Free-response question types

Every AP Computer Science Principles FRQ falls into one of the published types below. ExamEdge US has a full annotated walkthrough for each one — open any link to see a representative prompt, the College Board-style scoring rubric, a sample student response, and grader commentary on where the points are typically won and lost.

  • FRQ 1: Create PT — Written Response 3a
    Create PT — Written Response 3a — Annotated walkthrough of an AP Computer Science Principles Create PT — Written Response 3a free-response question, with prompt, scoring rubric, sample student response, and grader commentary.
  • FRQ 2: Create PT — Written Response 3b
    Create PT — Written Response 3b — Annotated walkthrough of an AP Computer Science Principles Create PT — Written Response 3b free-response question, with prompt, scoring rubric, sample student response, and grader commentary.

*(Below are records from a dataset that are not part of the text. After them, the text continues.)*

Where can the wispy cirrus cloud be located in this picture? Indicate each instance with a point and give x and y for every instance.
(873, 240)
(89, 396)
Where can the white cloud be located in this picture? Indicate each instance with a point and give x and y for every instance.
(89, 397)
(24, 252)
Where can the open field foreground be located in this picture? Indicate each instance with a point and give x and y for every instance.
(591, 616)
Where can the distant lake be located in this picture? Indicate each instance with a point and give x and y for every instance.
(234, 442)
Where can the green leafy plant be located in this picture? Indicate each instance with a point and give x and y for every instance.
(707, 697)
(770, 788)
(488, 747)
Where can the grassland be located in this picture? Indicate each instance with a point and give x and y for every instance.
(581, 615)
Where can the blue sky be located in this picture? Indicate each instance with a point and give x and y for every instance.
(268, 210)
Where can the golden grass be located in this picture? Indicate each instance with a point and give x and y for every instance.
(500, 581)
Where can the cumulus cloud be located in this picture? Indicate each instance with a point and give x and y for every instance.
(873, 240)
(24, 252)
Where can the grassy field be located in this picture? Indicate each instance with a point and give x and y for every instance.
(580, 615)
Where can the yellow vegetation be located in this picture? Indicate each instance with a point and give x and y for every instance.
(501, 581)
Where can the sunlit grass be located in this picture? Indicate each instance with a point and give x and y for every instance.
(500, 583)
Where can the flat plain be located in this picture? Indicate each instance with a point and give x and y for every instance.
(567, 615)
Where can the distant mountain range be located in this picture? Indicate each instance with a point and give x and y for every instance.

  • FRQ 3: Create PT — Written Response 3c
    Create PT — Written Response 3c — Annotated walkthrough of an AP Computer Science Principles Create PT — Written Response 3c free-response question, with prompt, scoring rubric, sample student response, and grader commentary.
  • FRQ 4: EOC MC — Reasoning About Code (pseudocode)
    EOC MC — Reasoning About Code (pseudocode) — Annotated walkthrough of an AP Computer Science Principles EOC MC — Reasoning About Code (pseudocode) free-response question, with prompt, scoring rubric, sample student response, and grader commentary.
  • FRQ 5: EOC MC — Algorithm Analysis
    EOC MC — Algorithm Analysis — Annotated walkthrough of an AP Computer Science Principles EOC MC — Algorithm Analysis free-response question, with prompt, scoring rubric, sample student response, and grader commentary.
  • FRQ 6: EOC MC — Impact of Computing
    EOC MC — Impact of Computing — Annotated walkthrough of an AP Computer Science Principles EOC MC — Impact of Computing free-response question, with prompt, scoring rubric, sample student response, and grader commentary.
Next: read the AP Computer Science Principles scoring rubric breakdown to learn how the multiple-choice and FRQ raw scores combine into a final 1–5, then open the tips-for-a-5 checklist to translate this format into a study plan.